Aircraft from the Royal Air Force have also been used to transport officials.
The Taliban, Al-Qaeda and so-called Islamic State (IS) are just some of the threats which have faced British personnel and NATO allies in Kabul.
Watch: In 2018 Forces News got special access to British personnel working in Kabul.
British soldiers deployed on Op Toral in Afghanistan have also formed part of NATO's Quick Reaction Force, which responds to emergency situations across the capital.
Troops are held on standby 24/7 and are given five minutes' notice to react to an emergency, whether it is a fire or an attack.
In January 2018, soldiers from 2nd Battalion The Yorkshire Regiment were called into action.
They helped evacuate civilians from Kabul's Intercontinental Hotel after an attack by the Taliban.

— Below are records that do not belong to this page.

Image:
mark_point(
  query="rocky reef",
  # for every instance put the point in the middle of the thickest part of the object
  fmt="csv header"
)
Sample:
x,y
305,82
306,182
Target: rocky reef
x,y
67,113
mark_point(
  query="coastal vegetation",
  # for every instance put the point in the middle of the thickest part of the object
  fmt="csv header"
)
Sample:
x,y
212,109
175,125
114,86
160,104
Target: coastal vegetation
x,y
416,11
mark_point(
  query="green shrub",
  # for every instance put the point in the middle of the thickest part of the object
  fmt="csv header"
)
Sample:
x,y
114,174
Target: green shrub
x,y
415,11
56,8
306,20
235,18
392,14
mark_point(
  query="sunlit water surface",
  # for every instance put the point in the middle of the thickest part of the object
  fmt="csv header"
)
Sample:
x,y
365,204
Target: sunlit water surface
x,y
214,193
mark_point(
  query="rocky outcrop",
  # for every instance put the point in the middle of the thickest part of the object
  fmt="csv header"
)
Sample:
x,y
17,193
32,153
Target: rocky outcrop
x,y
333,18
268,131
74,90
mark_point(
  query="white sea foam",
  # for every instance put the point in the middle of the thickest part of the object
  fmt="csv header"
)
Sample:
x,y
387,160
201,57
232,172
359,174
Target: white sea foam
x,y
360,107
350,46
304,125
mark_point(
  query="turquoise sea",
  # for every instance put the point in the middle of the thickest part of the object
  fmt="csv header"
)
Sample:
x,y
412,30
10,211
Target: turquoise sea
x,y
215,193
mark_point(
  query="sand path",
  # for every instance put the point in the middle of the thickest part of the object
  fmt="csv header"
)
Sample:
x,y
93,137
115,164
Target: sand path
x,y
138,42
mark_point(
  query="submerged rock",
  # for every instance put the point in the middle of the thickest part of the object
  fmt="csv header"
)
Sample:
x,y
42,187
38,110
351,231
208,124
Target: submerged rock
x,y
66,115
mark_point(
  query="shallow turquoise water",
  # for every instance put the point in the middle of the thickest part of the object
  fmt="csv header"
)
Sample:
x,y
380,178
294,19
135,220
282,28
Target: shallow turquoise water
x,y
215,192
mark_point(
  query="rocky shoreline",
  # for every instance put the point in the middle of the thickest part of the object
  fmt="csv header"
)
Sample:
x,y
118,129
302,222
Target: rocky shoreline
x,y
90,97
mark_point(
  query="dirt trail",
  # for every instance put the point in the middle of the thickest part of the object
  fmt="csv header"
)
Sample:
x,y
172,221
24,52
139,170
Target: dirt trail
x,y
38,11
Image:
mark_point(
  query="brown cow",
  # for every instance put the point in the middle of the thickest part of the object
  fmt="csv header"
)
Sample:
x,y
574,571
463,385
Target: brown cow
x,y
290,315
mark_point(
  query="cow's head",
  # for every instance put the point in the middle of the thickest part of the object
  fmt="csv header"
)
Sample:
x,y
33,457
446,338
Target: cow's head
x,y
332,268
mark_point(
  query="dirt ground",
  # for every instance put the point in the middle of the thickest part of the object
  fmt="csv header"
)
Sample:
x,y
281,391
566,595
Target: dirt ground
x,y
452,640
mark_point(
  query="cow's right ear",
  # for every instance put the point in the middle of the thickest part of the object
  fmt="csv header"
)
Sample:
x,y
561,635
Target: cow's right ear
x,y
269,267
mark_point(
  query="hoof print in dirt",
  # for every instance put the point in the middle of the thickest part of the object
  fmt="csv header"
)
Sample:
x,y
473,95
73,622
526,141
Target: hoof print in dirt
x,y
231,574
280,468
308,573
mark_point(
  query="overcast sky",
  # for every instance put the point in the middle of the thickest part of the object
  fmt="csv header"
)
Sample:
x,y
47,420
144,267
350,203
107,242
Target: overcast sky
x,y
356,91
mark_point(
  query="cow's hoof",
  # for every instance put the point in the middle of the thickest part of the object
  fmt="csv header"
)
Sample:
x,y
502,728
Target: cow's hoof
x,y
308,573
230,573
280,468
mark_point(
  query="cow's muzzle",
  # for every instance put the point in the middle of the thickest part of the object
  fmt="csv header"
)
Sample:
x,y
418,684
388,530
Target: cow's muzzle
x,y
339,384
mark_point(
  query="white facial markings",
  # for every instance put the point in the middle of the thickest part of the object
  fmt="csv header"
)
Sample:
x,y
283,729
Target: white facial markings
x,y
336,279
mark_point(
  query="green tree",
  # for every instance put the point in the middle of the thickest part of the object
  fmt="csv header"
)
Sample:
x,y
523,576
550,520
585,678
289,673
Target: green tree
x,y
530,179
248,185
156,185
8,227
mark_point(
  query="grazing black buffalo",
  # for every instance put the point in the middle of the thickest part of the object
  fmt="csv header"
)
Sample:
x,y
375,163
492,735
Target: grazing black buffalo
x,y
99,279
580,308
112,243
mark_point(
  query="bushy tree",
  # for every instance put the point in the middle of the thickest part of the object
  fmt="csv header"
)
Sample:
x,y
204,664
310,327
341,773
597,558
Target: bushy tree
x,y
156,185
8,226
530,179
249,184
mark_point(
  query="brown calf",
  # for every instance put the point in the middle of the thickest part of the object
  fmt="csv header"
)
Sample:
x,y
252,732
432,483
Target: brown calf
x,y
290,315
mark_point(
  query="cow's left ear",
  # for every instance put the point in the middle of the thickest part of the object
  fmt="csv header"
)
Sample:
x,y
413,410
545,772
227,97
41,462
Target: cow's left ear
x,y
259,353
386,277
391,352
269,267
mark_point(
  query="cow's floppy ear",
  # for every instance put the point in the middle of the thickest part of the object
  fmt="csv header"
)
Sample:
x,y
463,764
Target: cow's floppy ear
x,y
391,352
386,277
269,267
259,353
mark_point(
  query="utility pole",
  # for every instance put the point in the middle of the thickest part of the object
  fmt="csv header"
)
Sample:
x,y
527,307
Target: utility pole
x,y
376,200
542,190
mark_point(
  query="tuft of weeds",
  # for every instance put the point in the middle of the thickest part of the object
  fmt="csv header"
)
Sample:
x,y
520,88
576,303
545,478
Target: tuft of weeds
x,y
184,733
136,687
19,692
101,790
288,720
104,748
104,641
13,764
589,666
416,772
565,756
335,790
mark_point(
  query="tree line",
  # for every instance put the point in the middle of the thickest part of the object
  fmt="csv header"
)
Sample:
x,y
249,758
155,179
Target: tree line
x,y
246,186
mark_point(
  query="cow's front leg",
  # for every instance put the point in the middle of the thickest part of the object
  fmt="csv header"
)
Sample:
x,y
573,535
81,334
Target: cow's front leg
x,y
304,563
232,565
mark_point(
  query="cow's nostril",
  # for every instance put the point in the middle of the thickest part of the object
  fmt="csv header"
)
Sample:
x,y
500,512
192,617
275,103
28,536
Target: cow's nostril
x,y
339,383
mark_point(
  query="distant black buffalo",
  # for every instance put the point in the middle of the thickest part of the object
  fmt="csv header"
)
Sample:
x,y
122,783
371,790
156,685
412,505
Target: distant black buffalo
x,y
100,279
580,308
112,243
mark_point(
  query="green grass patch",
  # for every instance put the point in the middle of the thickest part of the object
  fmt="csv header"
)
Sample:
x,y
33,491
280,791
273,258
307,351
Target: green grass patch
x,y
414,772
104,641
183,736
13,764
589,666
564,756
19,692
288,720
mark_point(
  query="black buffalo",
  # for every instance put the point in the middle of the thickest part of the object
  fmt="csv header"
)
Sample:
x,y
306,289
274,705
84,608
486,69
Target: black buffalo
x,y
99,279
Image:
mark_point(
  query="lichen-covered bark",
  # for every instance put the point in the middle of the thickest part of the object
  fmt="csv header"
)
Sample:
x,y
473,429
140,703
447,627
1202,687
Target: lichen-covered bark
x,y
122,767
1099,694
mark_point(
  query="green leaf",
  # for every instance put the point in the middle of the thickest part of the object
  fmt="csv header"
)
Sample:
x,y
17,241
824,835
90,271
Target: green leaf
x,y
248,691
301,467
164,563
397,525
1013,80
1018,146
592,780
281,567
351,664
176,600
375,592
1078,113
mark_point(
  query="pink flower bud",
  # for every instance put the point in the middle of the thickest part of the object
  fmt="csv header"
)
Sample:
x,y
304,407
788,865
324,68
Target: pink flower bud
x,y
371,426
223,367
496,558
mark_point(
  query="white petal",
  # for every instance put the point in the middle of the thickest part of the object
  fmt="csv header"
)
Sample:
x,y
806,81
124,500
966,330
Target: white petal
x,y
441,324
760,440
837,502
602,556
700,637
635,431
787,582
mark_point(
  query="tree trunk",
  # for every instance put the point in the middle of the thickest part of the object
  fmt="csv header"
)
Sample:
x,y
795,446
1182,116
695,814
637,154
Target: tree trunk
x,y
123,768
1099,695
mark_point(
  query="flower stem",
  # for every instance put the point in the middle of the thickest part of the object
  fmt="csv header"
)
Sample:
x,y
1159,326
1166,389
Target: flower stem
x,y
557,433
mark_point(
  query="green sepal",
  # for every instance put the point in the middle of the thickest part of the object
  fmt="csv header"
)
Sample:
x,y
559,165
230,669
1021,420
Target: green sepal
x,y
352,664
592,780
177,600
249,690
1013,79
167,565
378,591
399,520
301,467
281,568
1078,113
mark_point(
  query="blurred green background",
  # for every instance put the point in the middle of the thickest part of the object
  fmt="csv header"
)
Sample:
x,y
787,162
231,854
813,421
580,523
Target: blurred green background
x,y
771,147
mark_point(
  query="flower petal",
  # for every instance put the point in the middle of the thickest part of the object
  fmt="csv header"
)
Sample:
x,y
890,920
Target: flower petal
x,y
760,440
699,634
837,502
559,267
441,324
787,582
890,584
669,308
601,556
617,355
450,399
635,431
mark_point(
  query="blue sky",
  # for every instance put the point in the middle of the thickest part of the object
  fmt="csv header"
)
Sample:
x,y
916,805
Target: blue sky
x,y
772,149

Twenty-two people were killed during the 13-hour siege, but 2 YORKS, alongside their Afghan, Australian and US counterparts, helped rescue 43 people.
'Sandhurst In The Sand'
In October 2020, operational control of the Afghan National Army Officer Academy (ANAOA) was handed over from NATO to the Afghan authorities.
It is there where UK military personnel had been helping to train the next generation of Afghan Security Forces soldiers.
Britain helped establish ANAOA in the western outskirts of Kabul in 2013.
Modelled on Sandhurst, and built with £75m of British money, everything on the curriculum had been influenced by UK military training.
ANAOA takes its core principles from the British Army and there are aspirations it will reach the same level of academes in India and Pakistan.